Nauru is invoking what’s commonly referred to as a “two-year rule,” a clause in the U.N. Convention on the Law of the Sea (UNCLOS) that allows member states to notify the ISA of their intention to start deep-sea mining. This, in turn, requires the ISA to adopt rules, regulations and procedures to govern the proposed mining activity. If this is not achievable, the ISA must at least evaluate the mining proposal by the end of the two-year period.

A new species (Relicanthus sp.) from a new order of Cnidaria collected at 4,100 meters in the Clarion-Clipperton Fracture Zone (CCZ) that lives on sponge stalks attached to nodules. Image by Craig Smith and Diva Amon, ABYSSLINE Project.

Andrew Friedman, the project lead for seabed mining at Pew Charitable Trusts, says the invocation of the two-year rule does not necessarily mean NORI will be approved by the end of the two years, but he still says he is “pretty concerned” about the development.

“The process is certainly weighted towards approval of that application,” Friedman told Mongabay. He added it will most likely be the ISA’s Legal and Technical Commission (LTC) — an advisory body made up of volunteers, many of whom are civil servants in their home countries — to review the application and decide if it can be approved.

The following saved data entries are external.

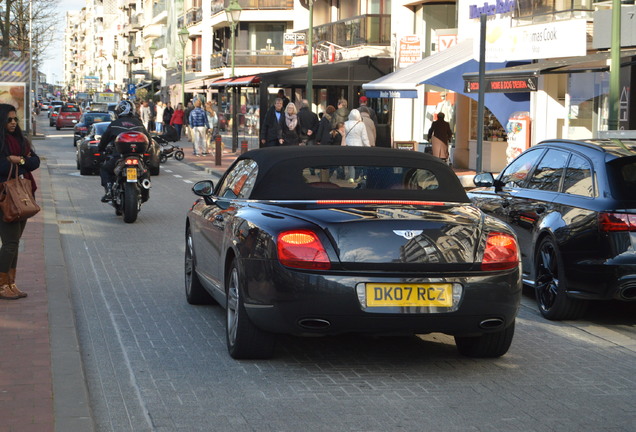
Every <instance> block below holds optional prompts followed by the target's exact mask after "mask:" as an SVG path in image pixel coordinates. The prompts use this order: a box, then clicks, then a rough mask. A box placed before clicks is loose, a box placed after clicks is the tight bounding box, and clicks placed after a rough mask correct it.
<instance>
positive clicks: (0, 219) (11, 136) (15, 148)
mask: <svg viewBox="0 0 636 432" xmlns="http://www.w3.org/2000/svg"><path fill="white" fill-rule="evenodd" d="M18 123H19V119H18V116H17V114H16V109H15V107H14V106H13V105H9V104H0V182H4V181H6V179H7V177H8V176H9V172H10V170H11V166H12V165H15V166H17V168H18V174H19V175H22V176H24V178H27V179H29V180H31V188H32V191H33V193H34V194H35V189H36V185H35V180H34V178H33V175H32V174H31V171H33V170H36V169H38V168H39V167H40V158H39V157H38V155H37V154H35V151H33V147H32V146H31V143H30V142H29V141H28V140H27V139H26V138H25V136H24V134H23V133H22V130H21V129H20V126H19V124H18ZM25 226H26V221H18V222H4V220H3V218H2V214H1V211H0V239H1V240H2V247H0V299H2V300H16V299H19V298H23V297H26V296H27V294H26V293H25V292H23V291H21V290H19V289H18V287H17V286H16V285H15V271H16V267H17V265H18V246H19V244H20V237H22V233H23V232H24V227H25Z"/></svg>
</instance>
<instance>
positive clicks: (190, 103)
mask: <svg viewBox="0 0 636 432" xmlns="http://www.w3.org/2000/svg"><path fill="white" fill-rule="evenodd" d="M193 109H194V104H193V103H192V102H188V106H187V107H186V109H185V114H184V115H183V127H184V128H185V134H186V138H187V139H188V141H193V138H192V130H191V129H190V123H189V121H190V113H191V112H192V110H193Z"/></svg>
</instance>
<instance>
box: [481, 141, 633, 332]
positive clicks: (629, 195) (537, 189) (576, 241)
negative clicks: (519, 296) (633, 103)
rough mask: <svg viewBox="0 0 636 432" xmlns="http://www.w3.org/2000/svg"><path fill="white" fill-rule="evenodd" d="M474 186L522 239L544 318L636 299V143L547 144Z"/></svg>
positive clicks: (520, 158) (534, 285)
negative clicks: (497, 176) (614, 300)
mask: <svg viewBox="0 0 636 432" xmlns="http://www.w3.org/2000/svg"><path fill="white" fill-rule="evenodd" d="M475 184H476V185H477V186H479V187H478V188H477V189H474V190H472V191H471V192H470V193H469V196H470V198H471V200H472V202H473V203H474V204H475V205H476V206H477V207H479V208H480V209H482V210H483V211H484V212H486V213H488V214H490V215H492V216H495V217H497V218H499V219H501V220H502V221H504V222H507V223H508V224H509V225H511V226H512V228H513V229H514V230H515V232H516V233H517V236H518V237H519V242H520V244H521V257H522V262H523V278H524V282H526V283H527V284H528V285H530V286H533V287H534V289H535V294H536V300H537V304H538V306H539V310H540V311H541V314H542V315H543V316H544V317H546V318H548V319H551V320H561V319H576V318H578V317H580V316H581V315H582V314H583V313H584V312H585V309H586V307H587V306H588V303H589V300H606V299H617V300H624V301H633V300H636V253H634V250H636V235H635V233H636V140H634V141H627V140H626V141H622V142H621V141H612V140H584V141H569V140H548V141H544V142H542V143H540V144H539V145H536V146H534V147H532V148H530V149H528V150H526V151H525V152H524V153H522V154H521V155H520V156H519V157H518V158H516V159H515V160H514V161H512V162H511V163H510V164H509V165H508V166H507V167H506V168H505V169H504V170H503V171H502V172H501V174H500V175H499V176H498V177H497V179H495V178H494V177H493V175H492V174H490V173H485V174H478V175H477V176H476V177H475Z"/></svg>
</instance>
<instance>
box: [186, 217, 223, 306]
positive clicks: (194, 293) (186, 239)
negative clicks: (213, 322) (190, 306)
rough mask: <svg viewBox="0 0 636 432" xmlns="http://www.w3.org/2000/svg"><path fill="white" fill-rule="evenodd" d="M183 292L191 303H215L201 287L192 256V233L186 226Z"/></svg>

“Now, we have never seen an application for exploitation,” he said. “But the LTC, to my knowledge has, or at least in the recent past, has not disapproved any applications for exploration, the preliminary phase that is supposed to lead into exploitation.”

Friedman said he is also concerned that deep-sea mining will go ahead before a proper mining code has been adopted, which would set out rules and regulations for deep-sea mining. The ISA previously set a 2020 deadline to finalize its mining code, but negotiations were delayed due to the COVID-19 pandemic. In a press release, the ISA said it expected to resume its work on exploitation regulations before the end of 2021.

“We are nowhere near ready to govern seabed mining in the deep ocean,” Friedman said. “We don’t have the governance infrastructure in place at the ISA. We don’t have the capacity to properly evaluate applications.”

Experts at the Deep Sea Conservation Coalition (DSCC) have suggested that the triggering of the two-year rule was being used to facilitate a proposed multibillion-dollar merger between DeepGreen and the Sustainable Opportunities Acquisition Corp. (SOAC), which together became The Metals Co.

A still image of exploratory deep sea mining captured by an onboard video feed. Image courtesy of Nautilus Minerals.

“It is surely no coincidence that this highly damaging move has happened at this time,” Matthew Gianni, cofounder of the DSCC, said in a statement. “Nauru’s action will enable strip mining in the deep ocean to start even before environmental regulations are in place. It’s time for member governments of the ISA to stop this mad rush to mine, cancel the contracts with DeepGreen, stop the rule being triggered, reform the ISA and call a halt to this retrograde, industrial-era approach to resource extraction and destruction of our world.”

Neither the ISA nor The Metals Co. responded to Mongabay’s request for comment.

More than 450 marine science and policy experts from 44 countries have signed a statement calling for an immediate moratorium on deep-sea mining. They argue that deep-sea mining would lead to substantial losses to biodiversity and ecosystem functioning, and that there is currently not enough scientific research to fully understand the negative impacts of deep-sea mining on the marine environment.

“We simply don’t know enough about the deep ocean … to have any understanding of what mining’s likely impacts are going to be,” Friedman said. “And that includes not just on the ocean floor, but throughout the water.”

Correction 05/08/2021: This article has been revised to specify that the International Seabed Authority (ISA) is a U.N.-mandated body rather than a U.N. body, and that the merger between DeepGreen and the Sustainable Opportunities Acquisition Corp. (SOAC) has not yet been facilitated.

Banner image caption: Dominica sperm whales near the surface. Photo Courtesy of The Dominica Sperm Whale Project.